An alternative statistic based on the false discovery rate, or q-value, which provides an additional measure of significance dependent on the P-value distribution, was applied in both populations (Storey and Tibshirani 2003). Individual association q-values were calculated using Q-value software upon P-values generated using the general linear model. Bin counts between P-values of 0.85 and 1 were set to the mean count observed over the remaining distribution to eliminate bias due to the permutation test, which adjusted many P-values to near 1. Bayes factors were calculated for individual SNP associations, using the Bayesian statistical package ldDesign (Ball 2005). The interpretive scale of Kass and Raftery (1995) was used to grade strength of evidence for each association on the basis of estimated Bayes factors, where Bayes factor categories 0–2, 2–6, 6–10, and >10 corresponded to weak, positive, strong, and very strong evidence, respectively. Bayes factor calculation incorporated priors for allele frequency, P-value, and population size.

RESULTS

SNP genotypes:

The quality of GoldenGate genotype scores for individual SNPs was assessed from their GenTrain cluster and GenCall genotype scores in BeadStudio (Illumina). The average GenTrain score across all SNP loci and individuals was 0.67, but ranged from 0.3 to 0.89 for individual SNP clusters. In the most extreme cases the heterozygote cluster tended to be very diffuse, possibly representing variable probe binding efficiency due to anonymous variations in the SNP flanking region. GenCall scores for individual genotypes fell in a similar range, with an average score of 0.65 over all SNPs and individuals and average minimum and maximum scores of 0.25 and 0.89, respectively. This indicates that individual genotype data for the 149 SNPs assayed were of moderate to high quality (i.e., >0.2) and could be included in further analysis. Assessment of allelic segregation among all populations revealed that ∼73% of SNPs adhered to Hardy–Weinberg expectations when P-values were relaxed (<0.10). In some cases departure from the theoretical expectation may have resulted from a Wahlund effect for structured loci. When markers were examined within provenances, 95% adhered to the Hardy–Weinberg expectations in all three populations.

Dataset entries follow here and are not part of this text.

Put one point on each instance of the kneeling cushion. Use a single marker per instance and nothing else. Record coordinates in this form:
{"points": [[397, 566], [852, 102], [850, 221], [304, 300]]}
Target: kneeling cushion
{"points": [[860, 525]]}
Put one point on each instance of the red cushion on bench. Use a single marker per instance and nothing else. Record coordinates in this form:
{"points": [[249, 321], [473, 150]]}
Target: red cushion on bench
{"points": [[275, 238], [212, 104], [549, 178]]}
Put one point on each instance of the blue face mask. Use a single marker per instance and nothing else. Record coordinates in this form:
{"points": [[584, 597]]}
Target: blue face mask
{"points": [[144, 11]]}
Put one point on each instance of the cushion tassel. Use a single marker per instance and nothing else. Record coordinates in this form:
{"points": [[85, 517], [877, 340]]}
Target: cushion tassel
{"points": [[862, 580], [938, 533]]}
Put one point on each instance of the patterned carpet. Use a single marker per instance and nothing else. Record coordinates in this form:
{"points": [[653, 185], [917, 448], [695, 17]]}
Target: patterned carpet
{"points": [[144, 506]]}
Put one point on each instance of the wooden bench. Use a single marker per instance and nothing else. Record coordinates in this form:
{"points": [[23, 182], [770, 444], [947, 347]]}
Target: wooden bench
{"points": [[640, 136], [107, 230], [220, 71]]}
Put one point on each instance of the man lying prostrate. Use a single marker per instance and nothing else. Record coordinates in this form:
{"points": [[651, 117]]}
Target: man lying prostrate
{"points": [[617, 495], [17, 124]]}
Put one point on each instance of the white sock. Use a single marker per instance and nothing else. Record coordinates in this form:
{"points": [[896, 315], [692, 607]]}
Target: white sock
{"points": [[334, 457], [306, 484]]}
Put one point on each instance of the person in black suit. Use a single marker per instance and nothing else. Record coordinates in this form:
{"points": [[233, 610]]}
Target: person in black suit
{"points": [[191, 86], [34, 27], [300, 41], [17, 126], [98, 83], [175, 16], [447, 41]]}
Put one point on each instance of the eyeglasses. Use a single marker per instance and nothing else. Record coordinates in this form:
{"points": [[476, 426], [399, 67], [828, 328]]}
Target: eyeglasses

Wood quality trait analysis:

Whole-core traits were shown to be distributed normally following the one-sample Kolmigrov–Smirnov test (P < 0.05). The coefficient of variation was consistently higher for traits measured on the juvenile wood (Figure S2). In particular, juvenile variances for MOE and MFA were high compared to the mature component. Estimation of Pearson's correlation coefficient confirmed strong negative and positive correlations for many of the whole-core traits (Table S6). In general, fiber dimensions were strongly correlated with density and MOE. While MFA and MOE were strongly positively correlated, MFA was in general only moderately correlated with the other traits. The three principal components identified explained 84% of the total trait variance in the data. Graphical distribution of the casewise principal components analysis (PCA) scores for individuals and component score coefficients for traits are presented in Figure S3. Component loadings indicated the major traits contributing to components identified were as follows: PCA1, density, early wood density, MOE, late wood density, wall thickness, cell population, and specific surface area; PCA2, cell population, specific surface area, radial diameter, wall thickness, and coarseness; and PCA3, MFA.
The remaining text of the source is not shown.